– Bueno, sólo hay una forma de contestar a eso -dijo.
– ¿Cuál? -preguntó Karen.
– Ser aún peor que ellos.
***
Megan conducía como electrizada por la oscuridad, dejando atrás carreteras secundarias y caminos de tierra, después la ciudad. Flotaba en un vacío y ante ella sólo veía la casa blanca de madera surgiendo entre las sombras. Conducía ajena a cuanto la rodeaba, los coches, la escasa gente que caminaba por las aceras arrebujada en sus abrigos para protegerse del viento. Avanzaba deprisa hacia la noche con un firme propósito y el corazón a punto de reventar de ansiedad. Hizo un giro ilegal para acceder antes a la autopista desde una calle lateral y aceleró hasta que vio las luces brillantes de los estacionamientos de los centros comerciales. Faltaban quince minutos para la hora de cierre.

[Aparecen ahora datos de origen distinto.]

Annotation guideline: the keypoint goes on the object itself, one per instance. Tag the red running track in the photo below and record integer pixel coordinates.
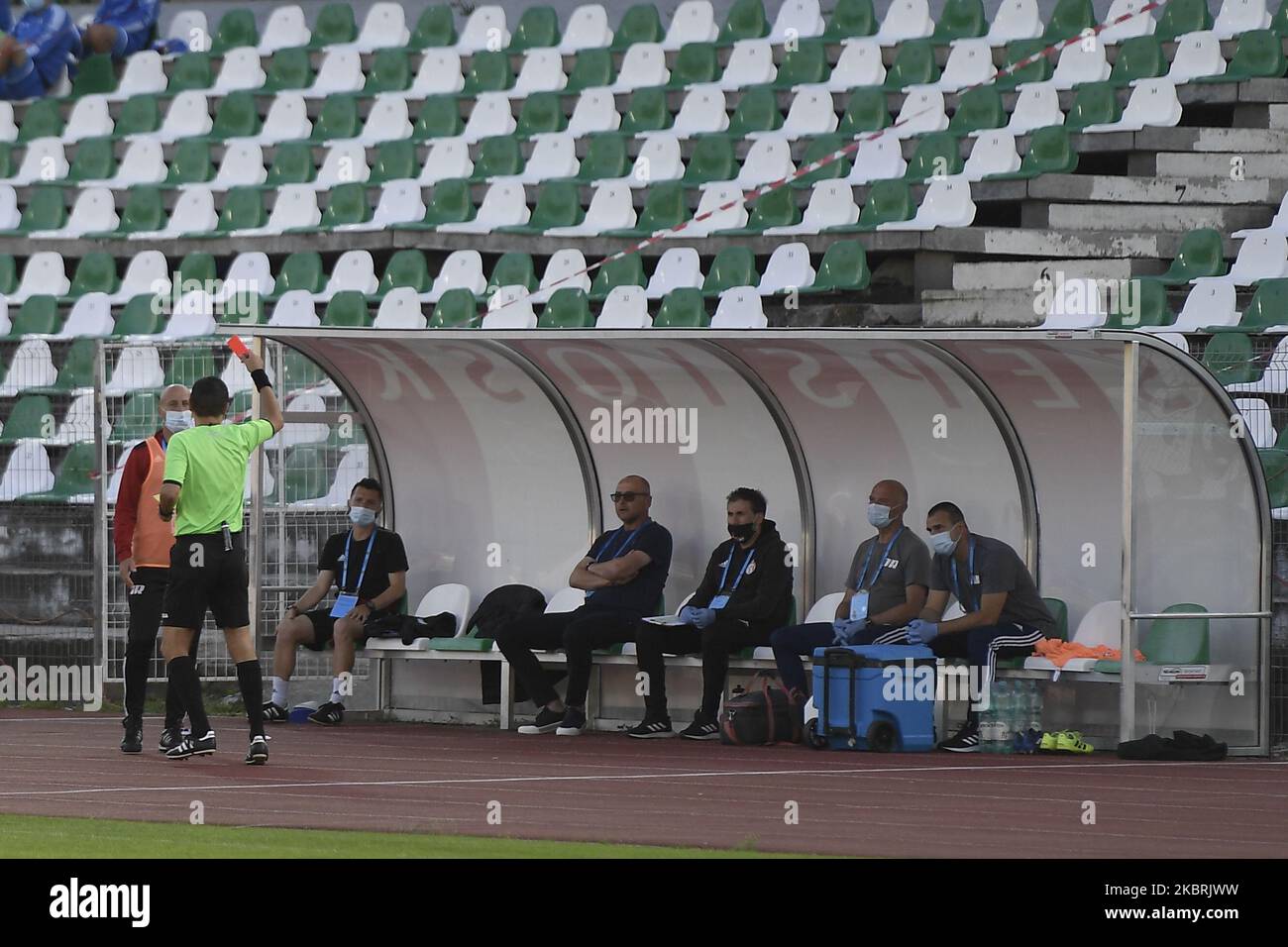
(608, 788)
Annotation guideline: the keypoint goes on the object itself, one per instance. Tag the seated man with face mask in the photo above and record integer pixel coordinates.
(369, 569)
(887, 589)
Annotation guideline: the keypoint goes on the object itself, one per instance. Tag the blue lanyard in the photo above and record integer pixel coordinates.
(622, 548)
(729, 562)
(344, 574)
(970, 574)
(885, 556)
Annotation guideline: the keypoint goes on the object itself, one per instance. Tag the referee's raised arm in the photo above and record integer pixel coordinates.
(268, 407)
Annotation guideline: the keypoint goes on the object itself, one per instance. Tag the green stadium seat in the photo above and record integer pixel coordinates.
(338, 120)
(567, 308)
(819, 147)
(94, 273)
(805, 64)
(745, 21)
(94, 159)
(95, 76)
(189, 365)
(76, 475)
(37, 316)
(537, 29)
(866, 111)
(961, 20)
(938, 155)
(334, 26)
(192, 72)
(390, 71)
(774, 209)
(436, 29)
(439, 118)
(665, 206)
(236, 30)
(734, 265)
(978, 110)
(288, 69)
(712, 158)
(558, 205)
(1181, 17)
(844, 268)
(346, 205)
(1037, 71)
(756, 111)
(456, 309)
(394, 161)
(140, 115)
(406, 268)
(1266, 309)
(244, 209)
(347, 309)
(1201, 254)
(1150, 303)
(695, 64)
(887, 201)
(541, 114)
(1096, 103)
(449, 204)
(514, 268)
(1258, 54)
(913, 64)
(640, 24)
(683, 308)
(300, 270)
(292, 163)
(29, 419)
(489, 71)
(8, 274)
(850, 18)
(46, 210)
(138, 318)
(647, 111)
(592, 68)
(625, 270)
(43, 119)
(1138, 56)
(1069, 18)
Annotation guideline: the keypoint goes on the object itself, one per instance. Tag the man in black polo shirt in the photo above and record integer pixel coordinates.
(623, 575)
(746, 592)
(1005, 616)
(369, 569)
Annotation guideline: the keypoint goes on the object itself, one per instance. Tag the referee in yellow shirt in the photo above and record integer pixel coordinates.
(205, 476)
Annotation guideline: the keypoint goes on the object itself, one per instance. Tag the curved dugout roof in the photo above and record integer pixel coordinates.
(498, 450)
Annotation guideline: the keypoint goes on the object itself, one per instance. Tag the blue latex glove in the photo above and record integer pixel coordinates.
(703, 616)
(922, 631)
(846, 630)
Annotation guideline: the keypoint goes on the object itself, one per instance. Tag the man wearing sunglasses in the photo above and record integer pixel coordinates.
(623, 574)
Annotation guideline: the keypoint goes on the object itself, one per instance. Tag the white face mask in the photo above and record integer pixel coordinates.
(943, 543)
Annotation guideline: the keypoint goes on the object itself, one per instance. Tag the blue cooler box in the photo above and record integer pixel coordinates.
(879, 697)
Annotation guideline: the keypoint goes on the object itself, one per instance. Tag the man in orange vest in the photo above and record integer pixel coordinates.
(143, 543)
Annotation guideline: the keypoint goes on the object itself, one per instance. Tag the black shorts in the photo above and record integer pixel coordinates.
(202, 575)
(323, 626)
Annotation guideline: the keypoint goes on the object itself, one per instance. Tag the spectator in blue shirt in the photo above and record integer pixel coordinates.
(33, 56)
(123, 27)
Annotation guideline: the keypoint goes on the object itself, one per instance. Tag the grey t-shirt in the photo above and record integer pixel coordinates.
(997, 569)
(909, 564)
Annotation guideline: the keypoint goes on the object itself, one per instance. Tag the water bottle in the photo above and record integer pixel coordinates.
(1003, 705)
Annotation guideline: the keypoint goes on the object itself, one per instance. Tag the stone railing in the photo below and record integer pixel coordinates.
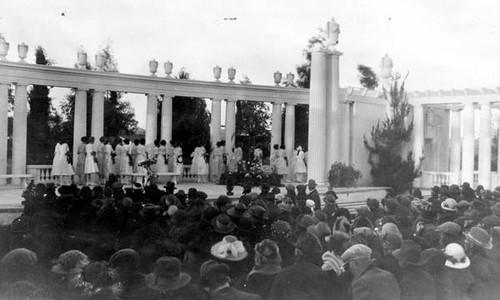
(43, 173)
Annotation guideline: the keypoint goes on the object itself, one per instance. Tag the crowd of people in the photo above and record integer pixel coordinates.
(96, 160)
(282, 243)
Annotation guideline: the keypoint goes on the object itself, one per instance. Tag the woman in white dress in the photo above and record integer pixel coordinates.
(60, 165)
(281, 162)
(90, 161)
(300, 165)
(178, 164)
(80, 161)
(141, 156)
(199, 164)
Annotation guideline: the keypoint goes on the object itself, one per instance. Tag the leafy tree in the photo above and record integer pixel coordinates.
(367, 78)
(191, 121)
(252, 125)
(388, 140)
(40, 140)
(118, 114)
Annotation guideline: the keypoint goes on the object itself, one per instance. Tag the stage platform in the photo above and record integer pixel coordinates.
(11, 207)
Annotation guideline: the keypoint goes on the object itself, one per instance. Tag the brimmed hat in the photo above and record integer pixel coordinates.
(410, 253)
(167, 275)
(223, 224)
(358, 251)
(211, 267)
(304, 221)
(258, 212)
(70, 262)
(19, 258)
(456, 257)
(125, 259)
(449, 204)
(480, 237)
(238, 211)
(451, 228)
(230, 248)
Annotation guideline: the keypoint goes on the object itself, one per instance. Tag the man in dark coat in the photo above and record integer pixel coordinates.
(214, 278)
(313, 194)
(304, 279)
(369, 282)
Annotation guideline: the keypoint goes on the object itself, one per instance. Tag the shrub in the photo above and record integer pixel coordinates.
(342, 175)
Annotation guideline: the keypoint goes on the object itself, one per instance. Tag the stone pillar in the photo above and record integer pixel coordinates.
(97, 128)
(19, 131)
(455, 148)
(333, 136)
(468, 144)
(151, 118)
(4, 109)
(80, 122)
(484, 163)
(166, 118)
(230, 124)
(418, 133)
(276, 125)
(215, 120)
(290, 131)
(316, 159)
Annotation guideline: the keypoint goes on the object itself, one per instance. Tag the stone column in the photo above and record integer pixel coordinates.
(4, 109)
(166, 118)
(97, 128)
(276, 125)
(215, 120)
(468, 144)
(230, 124)
(316, 159)
(418, 133)
(151, 118)
(333, 111)
(484, 163)
(19, 131)
(455, 148)
(80, 122)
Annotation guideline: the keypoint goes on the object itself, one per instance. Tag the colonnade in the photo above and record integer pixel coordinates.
(462, 141)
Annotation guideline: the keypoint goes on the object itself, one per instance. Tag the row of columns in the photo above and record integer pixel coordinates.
(462, 138)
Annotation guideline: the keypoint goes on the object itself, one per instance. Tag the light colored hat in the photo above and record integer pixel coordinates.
(230, 248)
(358, 251)
(449, 204)
(456, 257)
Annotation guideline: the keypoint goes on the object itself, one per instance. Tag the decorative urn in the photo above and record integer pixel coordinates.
(217, 73)
(231, 74)
(4, 48)
(22, 50)
(82, 59)
(153, 67)
(168, 68)
(277, 78)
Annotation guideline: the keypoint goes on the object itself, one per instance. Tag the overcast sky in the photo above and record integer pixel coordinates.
(444, 44)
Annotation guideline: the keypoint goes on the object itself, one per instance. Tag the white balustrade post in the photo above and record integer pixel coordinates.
(484, 166)
(80, 122)
(4, 109)
(166, 118)
(455, 148)
(230, 124)
(468, 143)
(151, 118)
(19, 131)
(215, 120)
(97, 123)
(276, 124)
(333, 110)
(290, 131)
(316, 159)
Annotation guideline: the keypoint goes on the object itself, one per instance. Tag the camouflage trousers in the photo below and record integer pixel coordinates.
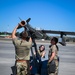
(22, 67)
(56, 70)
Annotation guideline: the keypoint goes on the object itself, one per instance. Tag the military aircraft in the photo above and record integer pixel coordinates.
(39, 34)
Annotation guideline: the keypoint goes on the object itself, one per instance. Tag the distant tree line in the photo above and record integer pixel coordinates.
(46, 37)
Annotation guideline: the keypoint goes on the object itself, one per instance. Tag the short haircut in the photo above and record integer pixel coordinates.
(24, 34)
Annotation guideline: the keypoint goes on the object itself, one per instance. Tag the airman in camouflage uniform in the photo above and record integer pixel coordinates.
(22, 51)
(53, 55)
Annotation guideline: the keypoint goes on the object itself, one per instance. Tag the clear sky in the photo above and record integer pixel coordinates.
(46, 14)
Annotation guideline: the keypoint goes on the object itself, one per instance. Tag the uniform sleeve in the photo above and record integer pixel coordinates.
(54, 48)
(15, 41)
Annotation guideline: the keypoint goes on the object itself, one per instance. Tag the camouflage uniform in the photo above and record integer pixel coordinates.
(54, 48)
(22, 50)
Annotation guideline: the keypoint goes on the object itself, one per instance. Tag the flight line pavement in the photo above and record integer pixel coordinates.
(66, 55)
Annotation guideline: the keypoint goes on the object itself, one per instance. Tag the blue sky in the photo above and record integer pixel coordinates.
(47, 14)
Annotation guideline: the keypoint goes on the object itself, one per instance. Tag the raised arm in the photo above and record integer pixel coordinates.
(14, 32)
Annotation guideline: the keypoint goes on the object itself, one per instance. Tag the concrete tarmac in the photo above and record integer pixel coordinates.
(66, 54)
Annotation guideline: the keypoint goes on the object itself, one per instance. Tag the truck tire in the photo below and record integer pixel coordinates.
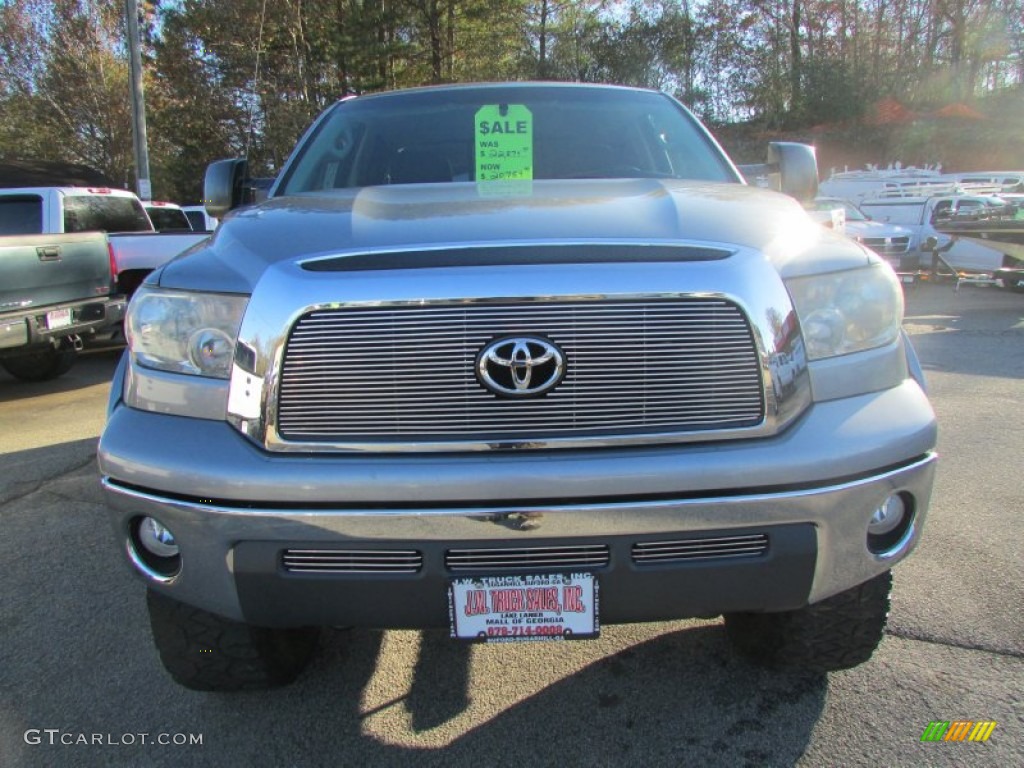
(204, 651)
(41, 366)
(838, 633)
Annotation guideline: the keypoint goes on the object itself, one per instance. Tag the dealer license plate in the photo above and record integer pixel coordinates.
(57, 318)
(547, 606)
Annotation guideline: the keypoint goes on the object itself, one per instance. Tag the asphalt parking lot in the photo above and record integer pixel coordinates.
(81, 685)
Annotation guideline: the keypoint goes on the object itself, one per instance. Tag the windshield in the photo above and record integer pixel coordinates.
(168, 219)
(111, 213)
(504, 133)
(851, 211)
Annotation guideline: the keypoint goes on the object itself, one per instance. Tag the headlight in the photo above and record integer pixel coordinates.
(843, 312)
(184, 332)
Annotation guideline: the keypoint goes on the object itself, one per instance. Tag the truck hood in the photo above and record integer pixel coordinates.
(651, 211)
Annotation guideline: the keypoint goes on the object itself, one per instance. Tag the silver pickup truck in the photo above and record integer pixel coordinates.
(518, 361)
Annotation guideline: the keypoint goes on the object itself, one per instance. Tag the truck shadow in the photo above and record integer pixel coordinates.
(664, 694)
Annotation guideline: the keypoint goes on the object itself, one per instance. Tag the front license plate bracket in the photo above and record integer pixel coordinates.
(524, 607)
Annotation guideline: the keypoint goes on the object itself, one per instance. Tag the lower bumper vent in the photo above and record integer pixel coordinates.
(527, 558)
(684, 550)
(351, 561)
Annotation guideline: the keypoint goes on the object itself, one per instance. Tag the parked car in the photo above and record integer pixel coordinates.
(201, 220)
(921, 214)
(56, 284)
(892, 242)
(167, 216)
(517, 360)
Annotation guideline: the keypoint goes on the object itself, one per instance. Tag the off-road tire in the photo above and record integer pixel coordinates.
(838, 633)
(41, 366)
(204, 651)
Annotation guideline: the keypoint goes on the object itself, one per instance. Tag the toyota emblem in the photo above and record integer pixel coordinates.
(520, 367)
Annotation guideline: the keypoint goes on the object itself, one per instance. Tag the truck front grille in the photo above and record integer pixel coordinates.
(684, 550)
(351, 561)
(528, 558)
(407, 374)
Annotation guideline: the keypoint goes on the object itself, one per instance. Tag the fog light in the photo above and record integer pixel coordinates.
(888, 516)
(891, 525)
(157, 539)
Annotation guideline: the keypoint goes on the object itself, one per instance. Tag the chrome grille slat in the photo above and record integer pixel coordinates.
(351, 561)
(589, 555)
(407, 373)
(685, 550)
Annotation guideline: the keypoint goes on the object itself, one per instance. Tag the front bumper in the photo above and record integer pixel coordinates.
(809, 493)
(28, 330)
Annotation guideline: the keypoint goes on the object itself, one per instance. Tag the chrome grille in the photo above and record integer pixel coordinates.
(407, 373)
(351, 561)
(531, 558)
(682, 550)
(887, 246)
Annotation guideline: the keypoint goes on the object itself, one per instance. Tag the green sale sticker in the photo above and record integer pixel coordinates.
(504, 139)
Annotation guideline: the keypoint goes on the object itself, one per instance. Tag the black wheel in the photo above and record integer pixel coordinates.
(838, 633)
(204, 651)
(41, 366)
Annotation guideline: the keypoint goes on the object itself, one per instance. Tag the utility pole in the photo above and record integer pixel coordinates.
(137, 102)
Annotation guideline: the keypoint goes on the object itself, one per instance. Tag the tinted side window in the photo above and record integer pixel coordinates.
(197, 220)
(86, 213)
(22, 214)
(169, 218)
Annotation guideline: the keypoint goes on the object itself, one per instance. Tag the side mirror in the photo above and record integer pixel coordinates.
(791, 168)
(223, 186)
(798, 167)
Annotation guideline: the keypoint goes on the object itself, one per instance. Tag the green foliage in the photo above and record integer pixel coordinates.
(246, 77)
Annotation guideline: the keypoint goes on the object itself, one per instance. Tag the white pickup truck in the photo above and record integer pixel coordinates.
(921, 214)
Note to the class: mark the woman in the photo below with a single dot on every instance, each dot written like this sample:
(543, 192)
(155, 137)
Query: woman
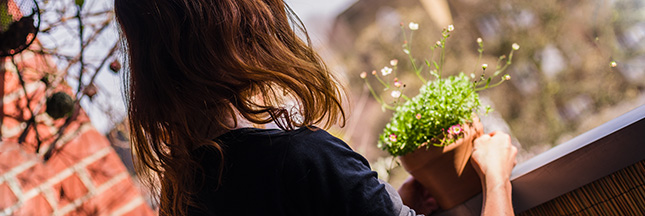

Musitó una breve e hipócrita plegaria de gracias porque existiera el centro comercial, el de Duncan. Cuando se construyó se había burlado de él todo el tiempo con un toque de maldad, cantándole la canción de Joni Mitchell, «Pavimentaron el paraíso y lo cubrieron con un estacionamiento…». Ahora, en cambio, las luces brillantes le daban la bienvenida, hospitalarias. Había tomado la decisión mientras se alejaba de la granja. Le molestó no poder telefonear a Duncan y contarle lo que había encontrado y lo que pensaba hacer, pero no podía retrasarse ni un minuto y él lo entendería.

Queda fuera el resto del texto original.